Google campus security singled out black and Latinx workers, prompting complaints to management.
The tech giant encouraged employees to check their colleagues’ badges on campus, and they called on security staff to do the same, Bloomberg News’s Nico Grant reports. But employees said that black and Latinx employees’ badges were checked more often than their white co-workers.
The policy, designed to prevent unauthorized visitors, went far beyond the system that’s typical at many companies.
“As a result, these employees felt policed on campus in a similar way that they are under suspicion elsewhere in life, said the people, who weren’t authorized to speak publicly about the issue,” Nico wrote. “It’s an example of the unconscious, or overlooked, biases that make working in Silicon Valley harder for minorities, the people added.”
The change might seem small but it highlights how employees of color struggle to fit in throughout the tech industry.
“We’re working to create a stronger sense of inclusion and belonging for Googlers in general and our Black community in particular,” Alphabet chief executive Sundar Pichai wrote in a recent blog post, which was also sent as a memo to staff. “We have realized this process is susceptible to bias.”
WhatsApp has more than 50 million users of its business app world-wide each month.
The milestone underscores major growth since the app’s 2018 launch and progress in Facebook efforts to make revenue from the encrypted messaging service, the Wall Street Journal’s Dave Sebastian reports. The service has grown 10-fold growth from early 2019, the last time similar data was released.

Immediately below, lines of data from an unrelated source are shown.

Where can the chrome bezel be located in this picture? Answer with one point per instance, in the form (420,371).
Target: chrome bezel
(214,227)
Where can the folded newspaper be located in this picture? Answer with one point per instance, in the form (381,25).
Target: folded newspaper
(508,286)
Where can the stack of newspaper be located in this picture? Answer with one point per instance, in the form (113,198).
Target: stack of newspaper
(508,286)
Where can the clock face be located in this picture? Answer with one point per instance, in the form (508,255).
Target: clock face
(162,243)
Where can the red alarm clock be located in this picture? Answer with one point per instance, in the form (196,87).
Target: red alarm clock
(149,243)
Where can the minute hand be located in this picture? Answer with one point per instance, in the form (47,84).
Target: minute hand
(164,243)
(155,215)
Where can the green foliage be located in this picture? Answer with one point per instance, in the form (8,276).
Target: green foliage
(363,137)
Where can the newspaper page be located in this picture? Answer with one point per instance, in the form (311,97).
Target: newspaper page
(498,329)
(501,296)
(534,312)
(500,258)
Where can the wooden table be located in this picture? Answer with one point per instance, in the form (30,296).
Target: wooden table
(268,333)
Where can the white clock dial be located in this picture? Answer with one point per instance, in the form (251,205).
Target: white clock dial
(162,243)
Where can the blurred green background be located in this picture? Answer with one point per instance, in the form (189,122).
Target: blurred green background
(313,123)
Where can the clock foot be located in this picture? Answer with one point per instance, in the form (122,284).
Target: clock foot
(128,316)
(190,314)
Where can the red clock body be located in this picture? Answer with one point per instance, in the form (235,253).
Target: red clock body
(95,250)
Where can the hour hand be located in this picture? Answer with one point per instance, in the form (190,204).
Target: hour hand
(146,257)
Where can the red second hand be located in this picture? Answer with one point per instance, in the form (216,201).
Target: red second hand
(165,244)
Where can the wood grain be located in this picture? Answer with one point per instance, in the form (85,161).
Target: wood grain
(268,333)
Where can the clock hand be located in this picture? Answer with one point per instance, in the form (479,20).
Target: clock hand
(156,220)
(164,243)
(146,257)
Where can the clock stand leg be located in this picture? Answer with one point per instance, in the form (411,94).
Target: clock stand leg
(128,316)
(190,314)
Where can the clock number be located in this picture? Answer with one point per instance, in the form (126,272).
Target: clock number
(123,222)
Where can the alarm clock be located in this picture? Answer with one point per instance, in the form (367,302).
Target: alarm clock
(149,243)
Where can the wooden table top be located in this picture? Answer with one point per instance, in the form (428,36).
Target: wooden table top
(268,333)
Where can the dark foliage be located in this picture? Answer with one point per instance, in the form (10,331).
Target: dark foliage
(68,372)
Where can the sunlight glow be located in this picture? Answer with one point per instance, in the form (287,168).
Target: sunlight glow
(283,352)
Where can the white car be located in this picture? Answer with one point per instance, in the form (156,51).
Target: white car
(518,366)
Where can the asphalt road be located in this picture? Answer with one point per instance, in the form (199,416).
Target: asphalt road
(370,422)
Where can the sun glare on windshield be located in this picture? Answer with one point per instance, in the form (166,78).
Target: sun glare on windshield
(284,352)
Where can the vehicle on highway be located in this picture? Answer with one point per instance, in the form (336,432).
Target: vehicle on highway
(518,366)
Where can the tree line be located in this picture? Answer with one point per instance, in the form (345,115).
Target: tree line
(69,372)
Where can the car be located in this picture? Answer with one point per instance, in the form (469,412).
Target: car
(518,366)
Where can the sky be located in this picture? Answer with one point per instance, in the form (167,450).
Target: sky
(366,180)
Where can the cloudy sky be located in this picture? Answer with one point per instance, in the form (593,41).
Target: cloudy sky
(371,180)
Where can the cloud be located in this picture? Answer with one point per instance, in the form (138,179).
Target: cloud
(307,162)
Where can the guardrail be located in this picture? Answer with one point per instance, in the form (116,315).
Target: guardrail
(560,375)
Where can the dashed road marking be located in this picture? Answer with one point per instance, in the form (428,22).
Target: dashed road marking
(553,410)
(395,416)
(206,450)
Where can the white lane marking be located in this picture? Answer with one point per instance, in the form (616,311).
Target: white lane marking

The company also said it will now allow users to scan a QR code and chat directly with a business, and businesses are now able share product catalogs on WhatsApp as links. Users previously had to add a business’s phone number to message them.
The features underscore a shift in strategy after Facebook backed away from attempts to sell ads on the service, a controversial plan that contributed to the WhatsApp creators’ resignation.
Facebook has also been making a greater e-commerce push amid the coronavirus pandemic, Dave writes.
Rant and rave
Elon Musk promises full self-driving cars are “very close.” Twitter isn’t so sure.
From the Wall Street Journal’s Christopher Mims:
feels like I’ve heard this before? in nearly every year of the past 5, perhaps? https://t.co/o5PP18ZZXK
— Christopher Mims (@mims) July 9, 2020
The pandemic is speeding meatpackers’ shift from human meat cutters to automated ones, but machines can’t yet match people’s ability. While meat processing overall has grown safer in recent years, it remains one of the more hazardous jobs in the U.S. economy.